La Corte ha dichiarato il ricorso inammissibile perché lo ha ritenuto generico e manifestamente infondato. Il ricorrente si è limitato a ripetere argomentazioni già respinte in precedenza, senza contestare in modo specifico e puntuale le motivazioni contenute nell’ordinanza del Tribunale di Sorveglianza.
Quali sono state le conseguenze economiche per il ricorrente?

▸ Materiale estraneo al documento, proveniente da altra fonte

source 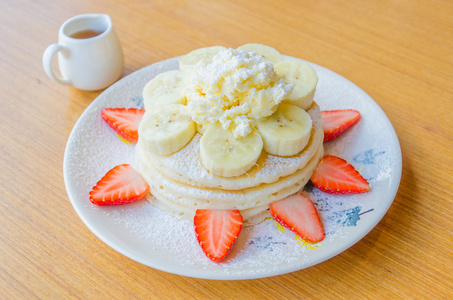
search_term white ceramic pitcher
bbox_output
[43,14,124,91]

A seguito della dichiarazione di inammissibilità del ricorso, il ricorrente è stato condannato al pagamento delle spese processuali e al versamento di una somma di tremila euro in favore della Cassa delle ammende.
Testo del provvedimento
Ordinanza di Cassazione Penale Sez. 7 Num. 36374 Anno 2025
Penale Ord. Sez. 7 Num. 36374 Anno 2025
Presidente: COGNOME NOME
Relatore: COGNOME
Data Udienza: 11/09/2025
ORDINANZA
sul ricorso proposto da: COGNOME NOME nato il DATA_NASCITA
avverso l’ordinanza del 16/04/2025 del TRIB. SORVEGLIANZA di ROMA
dato avviso alle parti;
udita la relazione svolta dal Consigliere NOME COGNOME;
RITENUTO IN FATTO E IN DIRITTO
Esaminato il ricorso proposto dal difensore di NOME COGNOME avverso l’ordinanza in epigrafe, con cui in data 16.4.2025 il Tribunale di Sorveglianza di Roma ha respinto il reclamo presentato avverso l’ordinanza del Magistrato di Sorveglianza di Roma del 30.5.2023, che aveva rigettato la concessione del beneficio della liberazione anticipata;
Evidenziato che l’ordinanza impugnata ha disatteso il reclamo con la adeguata descrizione del fatto di rilievo disciplinare addebitato al ricorrente e con una congrua motivazione in ordine alla sua influenza negativa sul percorso rieducativo del condannato, in quanto sintomatico di mancata adesione all’opera di risocializzazione;
Osservato che, invece, il ricorso è rimasto generico, senza confutare specificamente le argomentazioni del Tribunale di Sorveglianza e limitandosi a reiterare la già disattesa doglianza formulata nel reclamo senza addurre elementi di valutazione diversi;
Ritenuto, pertanto, che il ricorso debba essere dichiarato inammissibile in quanto manifestamente infondato, con la conseguente condanna del ricorrente al pagamento delle spese processuali e della somma di euro tremila in favore della Cassa delle ammende;
P.Q.M.
Dichiara inammissibile il ricorso e condanna il ricorrente al pagamento delle spese processuali e della somma di euro tremila in favore della Cassa delle ammende.